Friday, June 14, 2019

Mematahkan Mitos NEM, IPK dan Ranking

Oleh : Prof Agus

Ada 3 hal ternyata tdk terlalu berpengaruh terhadap *kesuksesan*  yaitu: *NEM, IPK dan rangking*

Saya mengarungi pendidikan selama 22 tahun (1 tahun TK, 6 tahun SD, 6 tahun SMP-SMA, 4 tahun S1, 5 tahun S2 & S3)

Kemudian sy mengajar selama 15 tahun di universitas di 3 negara maju (AS, Korsel, Australia) dan juga di tanah air.
Saya menjadi saksi betapa *tidak relevannya ketiga konsep di atas* terhadap kesuksesan.

Ternyata sinyalemen saya ini didukung oleh riset yang dilakukan oleh Thomas J. Stanley yang memetakan 100 faktor yang berpengaruh terhadap *tingkat kesuksesan seseorang berdasarkan survey terhadap 733 millioner di US*

Hasil penelitiannya ternyata nilai yang baik (yakni NEM, IPK dan  rangking) *hanyalah faktor sukses urutan ke 30*

*Sementara faktor IQ pada urutan ke-21*
*Dan bersekolah di universitas/sekolah favorit di urutan ke-23.*

Jadi saya ingin mengatakan secara sederhana: Anak anda nilai raport nya rendah *Tidak masalah.*

NEM anak anda tidak begitu besar?
Paling banter akibatnya tidak bisa masuk sekolah favorit.
*Yang menurut hasil riset, tidak terlalu pengaruh thdp kesuksesan*

*Lalu apa faktor yang menentukan kesuksesan seseorang itu ?*
Menurut riset Stanley berikut ini adalah *sepuluh faktor teratas yang akan mempengaruhi kesuksesan:*

1. *Kejujuran* (Being honest with all people)
2. *Disiplin keras* (Being well-disciplined)
3. *Mudah bergaul atau friendly* (Getting along with people)
4. *Dukungan pendamping* (Having a supportive spouse)
5. *Kerja keras* (Working harder than most people)
6. *Kecintaan pada yang dikerjakan* (Loving my career/business)
7. *Kepemimpinan* (Having strong leadership qualities)
8. *Kepribadian kompetitif* atau mampu berkompetisi (Having a very competitive spirit/personality)
9. *Hidup teratur* (Being very well-organized)
10. *Kemampuan menjual ide* atau kreatif / inovatif (Having an ability to sell my ideas/products)

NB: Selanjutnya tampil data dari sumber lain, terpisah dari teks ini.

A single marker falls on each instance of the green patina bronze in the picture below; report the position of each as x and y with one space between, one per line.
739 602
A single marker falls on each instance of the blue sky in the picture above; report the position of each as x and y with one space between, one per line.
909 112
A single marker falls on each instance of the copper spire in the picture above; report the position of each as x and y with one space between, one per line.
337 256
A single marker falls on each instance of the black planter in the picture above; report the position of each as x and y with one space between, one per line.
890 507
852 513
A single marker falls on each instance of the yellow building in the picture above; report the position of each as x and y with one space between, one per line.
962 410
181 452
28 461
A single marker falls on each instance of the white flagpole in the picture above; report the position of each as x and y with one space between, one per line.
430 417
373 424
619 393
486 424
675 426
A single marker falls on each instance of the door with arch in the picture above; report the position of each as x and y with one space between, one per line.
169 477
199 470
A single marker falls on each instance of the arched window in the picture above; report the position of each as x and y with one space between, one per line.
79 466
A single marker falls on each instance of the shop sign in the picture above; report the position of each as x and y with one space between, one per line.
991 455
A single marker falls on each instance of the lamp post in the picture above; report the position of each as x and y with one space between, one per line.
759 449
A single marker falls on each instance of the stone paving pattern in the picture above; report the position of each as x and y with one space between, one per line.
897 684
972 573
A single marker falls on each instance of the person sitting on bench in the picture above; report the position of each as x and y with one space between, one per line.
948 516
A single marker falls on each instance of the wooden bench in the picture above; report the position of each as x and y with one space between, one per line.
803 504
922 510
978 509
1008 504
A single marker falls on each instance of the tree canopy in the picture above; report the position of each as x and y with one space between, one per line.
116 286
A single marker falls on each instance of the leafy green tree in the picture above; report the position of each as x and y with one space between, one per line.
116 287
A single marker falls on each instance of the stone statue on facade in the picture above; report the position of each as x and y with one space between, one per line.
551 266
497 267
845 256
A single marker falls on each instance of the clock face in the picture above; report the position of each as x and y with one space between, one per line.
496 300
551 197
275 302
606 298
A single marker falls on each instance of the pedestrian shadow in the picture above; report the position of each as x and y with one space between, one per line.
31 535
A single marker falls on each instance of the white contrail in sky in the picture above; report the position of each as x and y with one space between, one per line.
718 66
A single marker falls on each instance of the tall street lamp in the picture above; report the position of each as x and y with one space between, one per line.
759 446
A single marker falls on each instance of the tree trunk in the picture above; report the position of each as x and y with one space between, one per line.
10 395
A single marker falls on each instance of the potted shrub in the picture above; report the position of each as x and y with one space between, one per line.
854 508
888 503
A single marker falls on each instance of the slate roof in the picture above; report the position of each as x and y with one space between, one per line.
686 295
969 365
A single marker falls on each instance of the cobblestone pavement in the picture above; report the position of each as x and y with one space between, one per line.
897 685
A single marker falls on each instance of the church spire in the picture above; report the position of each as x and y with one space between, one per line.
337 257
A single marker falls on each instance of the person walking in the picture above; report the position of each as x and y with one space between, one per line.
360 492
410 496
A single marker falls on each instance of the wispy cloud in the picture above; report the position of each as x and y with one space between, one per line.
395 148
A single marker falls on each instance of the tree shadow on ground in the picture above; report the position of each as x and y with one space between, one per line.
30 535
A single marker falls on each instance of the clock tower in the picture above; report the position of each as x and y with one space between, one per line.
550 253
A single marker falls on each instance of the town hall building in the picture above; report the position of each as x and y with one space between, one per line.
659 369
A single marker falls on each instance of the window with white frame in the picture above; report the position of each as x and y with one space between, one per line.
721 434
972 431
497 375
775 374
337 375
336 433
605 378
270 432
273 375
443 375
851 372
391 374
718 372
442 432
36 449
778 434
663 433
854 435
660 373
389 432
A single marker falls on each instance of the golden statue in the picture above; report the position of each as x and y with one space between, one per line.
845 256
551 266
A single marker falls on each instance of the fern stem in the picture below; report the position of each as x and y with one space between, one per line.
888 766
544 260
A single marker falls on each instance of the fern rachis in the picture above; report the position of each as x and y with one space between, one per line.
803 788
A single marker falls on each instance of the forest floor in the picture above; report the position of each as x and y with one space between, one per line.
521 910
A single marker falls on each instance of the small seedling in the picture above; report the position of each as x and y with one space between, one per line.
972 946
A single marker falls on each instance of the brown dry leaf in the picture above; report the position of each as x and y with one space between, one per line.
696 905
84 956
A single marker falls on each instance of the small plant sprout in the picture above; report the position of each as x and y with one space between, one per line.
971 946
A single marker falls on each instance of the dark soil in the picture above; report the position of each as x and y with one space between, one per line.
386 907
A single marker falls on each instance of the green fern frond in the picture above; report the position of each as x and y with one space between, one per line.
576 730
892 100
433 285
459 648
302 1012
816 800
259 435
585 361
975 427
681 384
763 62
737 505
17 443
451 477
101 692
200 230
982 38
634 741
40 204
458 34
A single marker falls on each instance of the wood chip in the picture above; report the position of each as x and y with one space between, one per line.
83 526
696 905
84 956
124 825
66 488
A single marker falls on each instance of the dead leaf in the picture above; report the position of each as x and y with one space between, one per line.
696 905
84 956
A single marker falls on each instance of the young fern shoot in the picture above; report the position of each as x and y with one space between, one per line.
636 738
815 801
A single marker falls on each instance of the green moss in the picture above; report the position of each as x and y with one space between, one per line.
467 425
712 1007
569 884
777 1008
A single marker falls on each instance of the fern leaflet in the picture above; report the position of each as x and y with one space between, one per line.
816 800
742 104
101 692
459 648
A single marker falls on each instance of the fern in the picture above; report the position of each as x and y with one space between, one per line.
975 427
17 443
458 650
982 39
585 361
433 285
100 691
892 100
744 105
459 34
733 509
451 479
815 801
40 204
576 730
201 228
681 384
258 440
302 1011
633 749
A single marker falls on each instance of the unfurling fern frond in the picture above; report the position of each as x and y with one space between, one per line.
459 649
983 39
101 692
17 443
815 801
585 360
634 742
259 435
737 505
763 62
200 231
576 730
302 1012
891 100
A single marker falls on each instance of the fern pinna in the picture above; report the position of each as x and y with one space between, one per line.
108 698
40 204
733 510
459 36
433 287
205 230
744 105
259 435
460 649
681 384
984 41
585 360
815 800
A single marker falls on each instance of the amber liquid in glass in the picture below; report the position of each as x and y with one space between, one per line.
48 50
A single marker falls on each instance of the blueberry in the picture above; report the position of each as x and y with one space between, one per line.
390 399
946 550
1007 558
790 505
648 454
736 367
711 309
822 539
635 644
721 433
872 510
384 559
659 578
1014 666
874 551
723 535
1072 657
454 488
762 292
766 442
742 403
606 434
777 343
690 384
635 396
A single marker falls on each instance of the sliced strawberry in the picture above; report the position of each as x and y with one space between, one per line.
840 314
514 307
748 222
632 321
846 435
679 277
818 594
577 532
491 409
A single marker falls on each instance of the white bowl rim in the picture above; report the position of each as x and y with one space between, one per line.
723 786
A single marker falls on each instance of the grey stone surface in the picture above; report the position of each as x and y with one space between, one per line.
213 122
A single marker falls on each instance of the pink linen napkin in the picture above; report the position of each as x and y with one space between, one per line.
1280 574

Hampir kesemua faktor ini tidak terjangkau dengan NEM dan IPK. Dalam kurikulum semua yg ditulis diatas itu dikategorikan sbg *softskill.*

Biasanya peserta didik memperolehnya dari kegiatan di ekstra-kurikuler.



So, mengejar kecerdasan akademik semata, kemungkunan besar hanya akan menjerumuskan diri sendiri.

*Kejarlah kecerdasan spiritual, agamais....,* maka kecerdasan lain akan mengikuti dan kesuksesan ada di depan mata...,
InsyaAllah, sukses selalu utk anak² kita.